Legal experts also noted that platforms like YouTube are intermediaries regulated under the Information Technology Act, which gives the government the authority to direct them to block content that threatens national security or public order or violates applicable laws.
On the rights of influencers whose videos are restricted without prior notice or the opportunity to respond, Ameet Datta, IP and media law partner at Saikrishna & Associates, explained that influencers have the right to challenge these decisions under the grievance redressal rules of the IT Rules 2021, or by taking the matter to court. However, he clarified that influencers do not have the right to a hearing before their content is taken down.

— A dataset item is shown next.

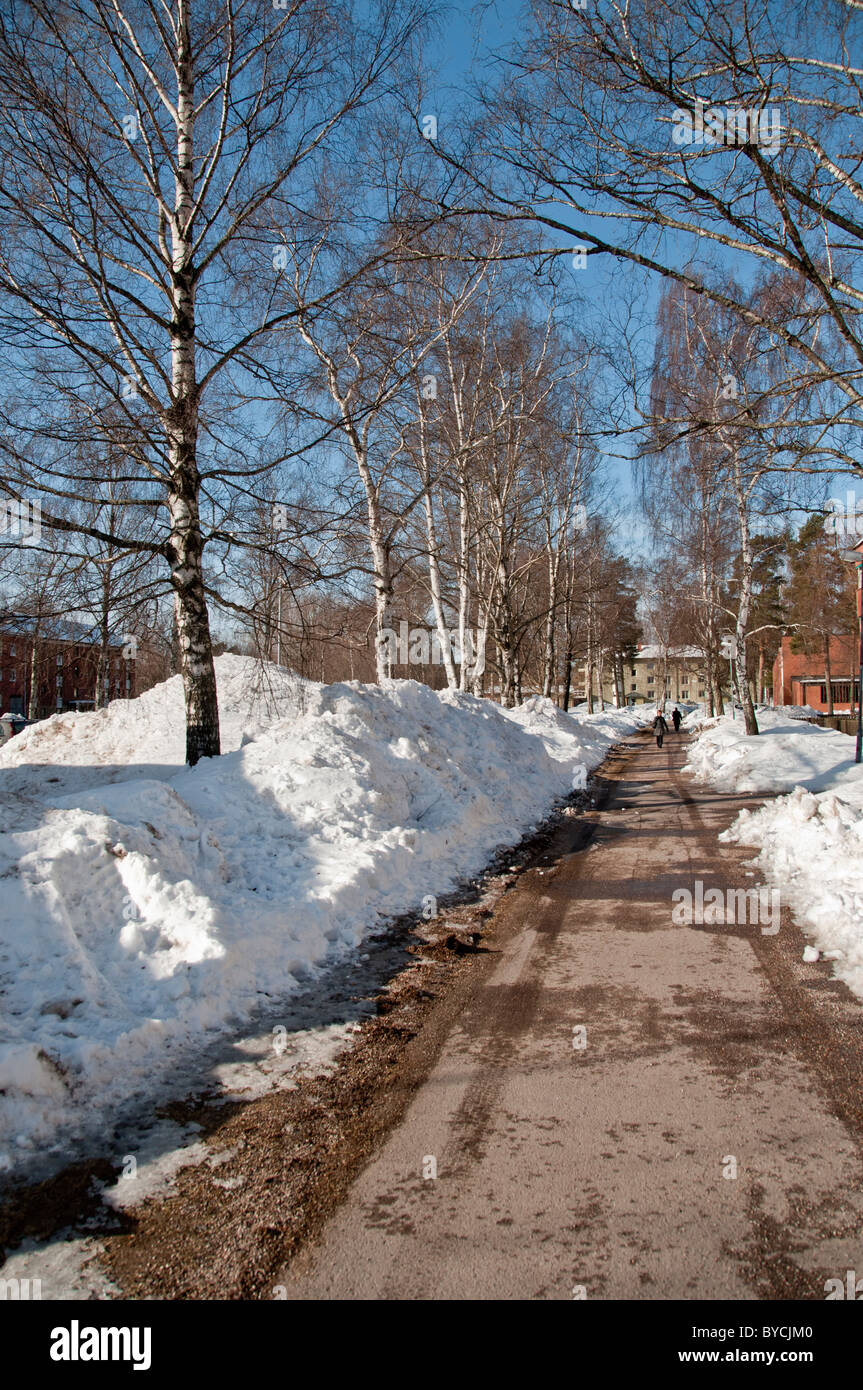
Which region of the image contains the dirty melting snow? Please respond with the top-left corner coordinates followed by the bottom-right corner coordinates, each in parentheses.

Datta also emphasized that the grievance redressal process, which allows users to challenge content restrictions, must be transparent and protect users’ rights. “Platforms like YouTube must ensure fairness in their takedown decisions, provide an avenue for appeals or reviews, and notify users before or after restricting content," he said.
While significant privacy and transparency concerns exist, particularly if content removal is based on undisclosed government complaints, Datta said takedown processes mandated by government notifications issued by authorized officers require compliance. Nevertheless, such removals can still be challenged in court.